Douglas told council at its meeting on April 5 that Councillors Mike Caljouw and Bruce Findlay joined him on a recent walkabout with bylaw enforcement and RCMP officers in the areas in the municipality most dramatically impacted by mental health and addiction issues.
They include the York Road, Lewis Street and Beverly Street areas close to where Warmland House and Island Health’s Overdose Prevention Site are located.
“These are the parts of our community seeing the biggest challenges related [to these issues] which are impacting local residents and their families, surrounding neighbourhoods, and schools and businesses as well,” Douglas said.
“I appreciated seeing our bylaw enforcement team in action. They built positive and cooperative relationships with many of the local folks currently living on the streets and facing many of these challenges. However, as was apparent to us during the walkabout of this area, we’re facing some pretty big issues here that are going to require solutions that are outside our limited powers as a municipality.”

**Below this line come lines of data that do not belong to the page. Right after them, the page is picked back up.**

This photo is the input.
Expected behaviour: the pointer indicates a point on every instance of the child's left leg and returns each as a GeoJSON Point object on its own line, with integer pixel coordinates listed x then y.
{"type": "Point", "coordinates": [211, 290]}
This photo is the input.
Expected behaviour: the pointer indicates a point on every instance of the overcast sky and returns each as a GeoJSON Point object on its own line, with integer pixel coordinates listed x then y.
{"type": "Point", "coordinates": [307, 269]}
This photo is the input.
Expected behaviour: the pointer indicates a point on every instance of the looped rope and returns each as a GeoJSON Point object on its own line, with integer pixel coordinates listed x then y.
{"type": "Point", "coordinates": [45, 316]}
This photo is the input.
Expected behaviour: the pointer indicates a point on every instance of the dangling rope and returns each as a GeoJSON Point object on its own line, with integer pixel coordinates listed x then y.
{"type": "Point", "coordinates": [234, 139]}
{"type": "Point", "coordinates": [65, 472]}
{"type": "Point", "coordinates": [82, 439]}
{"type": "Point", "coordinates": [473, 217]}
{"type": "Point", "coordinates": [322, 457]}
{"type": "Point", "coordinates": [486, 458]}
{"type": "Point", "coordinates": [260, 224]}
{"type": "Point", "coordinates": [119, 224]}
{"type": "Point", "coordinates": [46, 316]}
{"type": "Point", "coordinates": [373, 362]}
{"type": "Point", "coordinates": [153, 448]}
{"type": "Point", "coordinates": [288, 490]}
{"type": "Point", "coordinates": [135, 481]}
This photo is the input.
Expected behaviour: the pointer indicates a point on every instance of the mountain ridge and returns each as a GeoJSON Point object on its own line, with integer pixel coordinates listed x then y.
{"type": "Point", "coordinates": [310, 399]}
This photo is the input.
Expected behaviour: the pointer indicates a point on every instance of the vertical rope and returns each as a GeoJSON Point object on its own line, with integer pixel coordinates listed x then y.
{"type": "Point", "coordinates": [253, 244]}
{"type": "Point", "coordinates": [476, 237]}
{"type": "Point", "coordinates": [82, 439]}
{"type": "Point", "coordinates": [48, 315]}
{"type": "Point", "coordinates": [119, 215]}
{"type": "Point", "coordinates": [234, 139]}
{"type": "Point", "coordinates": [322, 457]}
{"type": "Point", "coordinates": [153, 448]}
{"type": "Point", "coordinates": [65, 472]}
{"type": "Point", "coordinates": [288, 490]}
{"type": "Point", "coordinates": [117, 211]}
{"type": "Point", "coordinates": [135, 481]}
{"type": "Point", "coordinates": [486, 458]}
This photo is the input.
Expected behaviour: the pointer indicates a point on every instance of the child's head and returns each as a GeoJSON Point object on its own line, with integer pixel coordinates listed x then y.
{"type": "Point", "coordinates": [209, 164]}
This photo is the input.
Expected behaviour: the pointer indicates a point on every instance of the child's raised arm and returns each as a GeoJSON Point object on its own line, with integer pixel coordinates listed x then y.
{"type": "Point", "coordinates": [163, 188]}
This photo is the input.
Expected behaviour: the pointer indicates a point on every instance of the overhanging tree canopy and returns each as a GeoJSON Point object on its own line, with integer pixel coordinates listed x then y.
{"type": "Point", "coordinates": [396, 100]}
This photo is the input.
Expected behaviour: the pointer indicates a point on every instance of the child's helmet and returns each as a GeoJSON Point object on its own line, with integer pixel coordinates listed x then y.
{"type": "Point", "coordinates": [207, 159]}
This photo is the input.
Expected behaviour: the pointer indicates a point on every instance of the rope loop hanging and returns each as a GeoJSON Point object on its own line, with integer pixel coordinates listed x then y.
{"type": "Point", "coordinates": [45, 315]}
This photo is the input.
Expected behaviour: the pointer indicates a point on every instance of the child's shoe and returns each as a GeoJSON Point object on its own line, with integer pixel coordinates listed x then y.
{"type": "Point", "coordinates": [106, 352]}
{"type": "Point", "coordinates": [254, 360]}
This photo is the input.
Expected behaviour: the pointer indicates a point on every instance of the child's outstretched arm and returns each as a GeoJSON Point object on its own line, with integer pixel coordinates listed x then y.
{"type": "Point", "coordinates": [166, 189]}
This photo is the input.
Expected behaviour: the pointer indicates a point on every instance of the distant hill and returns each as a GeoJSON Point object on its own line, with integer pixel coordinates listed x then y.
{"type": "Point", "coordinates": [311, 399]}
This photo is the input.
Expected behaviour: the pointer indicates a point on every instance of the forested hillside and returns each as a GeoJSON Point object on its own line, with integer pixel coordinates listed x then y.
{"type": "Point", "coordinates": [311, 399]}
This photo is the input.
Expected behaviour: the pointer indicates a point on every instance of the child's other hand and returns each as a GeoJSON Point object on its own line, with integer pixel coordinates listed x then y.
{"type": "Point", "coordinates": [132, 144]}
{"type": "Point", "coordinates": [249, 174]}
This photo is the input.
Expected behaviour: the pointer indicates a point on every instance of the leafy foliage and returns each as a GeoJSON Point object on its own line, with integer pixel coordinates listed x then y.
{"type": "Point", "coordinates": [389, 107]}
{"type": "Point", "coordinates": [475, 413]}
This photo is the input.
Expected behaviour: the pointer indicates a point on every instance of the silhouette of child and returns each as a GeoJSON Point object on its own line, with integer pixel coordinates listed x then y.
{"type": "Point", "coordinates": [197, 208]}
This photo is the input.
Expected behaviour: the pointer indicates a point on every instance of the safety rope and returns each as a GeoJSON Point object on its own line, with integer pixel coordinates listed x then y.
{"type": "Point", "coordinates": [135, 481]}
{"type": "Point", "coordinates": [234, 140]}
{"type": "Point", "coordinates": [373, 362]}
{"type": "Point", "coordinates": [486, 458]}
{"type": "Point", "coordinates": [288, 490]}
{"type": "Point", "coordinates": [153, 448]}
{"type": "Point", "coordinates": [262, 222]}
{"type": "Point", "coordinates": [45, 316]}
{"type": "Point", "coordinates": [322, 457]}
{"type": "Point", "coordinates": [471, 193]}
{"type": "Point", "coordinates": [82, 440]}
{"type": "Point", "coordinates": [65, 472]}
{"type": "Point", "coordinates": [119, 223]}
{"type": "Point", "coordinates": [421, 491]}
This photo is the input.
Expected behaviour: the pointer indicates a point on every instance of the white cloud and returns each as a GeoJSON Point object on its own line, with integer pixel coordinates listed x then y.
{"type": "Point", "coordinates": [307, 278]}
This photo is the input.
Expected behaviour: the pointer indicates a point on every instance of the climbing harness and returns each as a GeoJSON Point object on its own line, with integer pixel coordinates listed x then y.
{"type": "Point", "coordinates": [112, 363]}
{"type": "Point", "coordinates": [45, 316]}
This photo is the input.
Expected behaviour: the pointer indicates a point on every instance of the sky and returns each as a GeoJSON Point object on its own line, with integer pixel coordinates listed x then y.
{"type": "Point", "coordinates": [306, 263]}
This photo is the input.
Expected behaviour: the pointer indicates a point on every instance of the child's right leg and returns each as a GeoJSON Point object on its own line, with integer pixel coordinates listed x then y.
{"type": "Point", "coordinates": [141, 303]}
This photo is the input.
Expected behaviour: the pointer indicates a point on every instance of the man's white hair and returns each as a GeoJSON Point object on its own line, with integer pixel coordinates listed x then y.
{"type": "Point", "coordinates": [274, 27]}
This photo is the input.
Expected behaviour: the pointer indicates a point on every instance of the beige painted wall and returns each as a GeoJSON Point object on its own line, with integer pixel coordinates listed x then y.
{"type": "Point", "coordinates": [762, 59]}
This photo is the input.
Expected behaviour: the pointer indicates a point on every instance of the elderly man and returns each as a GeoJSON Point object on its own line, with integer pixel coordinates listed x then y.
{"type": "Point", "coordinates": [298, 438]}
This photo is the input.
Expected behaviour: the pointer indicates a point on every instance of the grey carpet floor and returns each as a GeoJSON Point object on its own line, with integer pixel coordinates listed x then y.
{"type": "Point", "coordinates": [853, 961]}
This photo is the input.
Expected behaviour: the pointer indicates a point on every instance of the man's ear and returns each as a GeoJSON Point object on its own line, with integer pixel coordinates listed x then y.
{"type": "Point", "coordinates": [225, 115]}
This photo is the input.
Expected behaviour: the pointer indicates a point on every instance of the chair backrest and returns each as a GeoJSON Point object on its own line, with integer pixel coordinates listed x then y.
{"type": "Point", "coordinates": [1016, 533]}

Douglas said that he recently met with several experts on mental health and additions treatment, including an operator of several facilities on the mainland, and professors from Simon Fraser University’s Centre for Applied Research on Mental Health and Addictions.
“Talking to these folks has given me a much better understanding of the current gaps in our services for mental health and addictions, and also a better sense of what we’re going to need to be advocating for with the senior levels of government,” he said.
“Obviously, as a municipality, we’re not in the business of providing these services directly, but we do have an important role in terms of advocacy.”
Douglas pointed to the $867 million the province committed to in March to expanding treatment and recovery options and complex-care sites in B.C. as one means to help address the issues in the region.
The province said that investment will include more treatment beds, new long-term recovery communities, Indigenous treatment centres and more wraparound services for youth.
“It’s going to be important for us as a municipality, and as a region, to ensure that some of this funding is invested in our community,” Douglas said.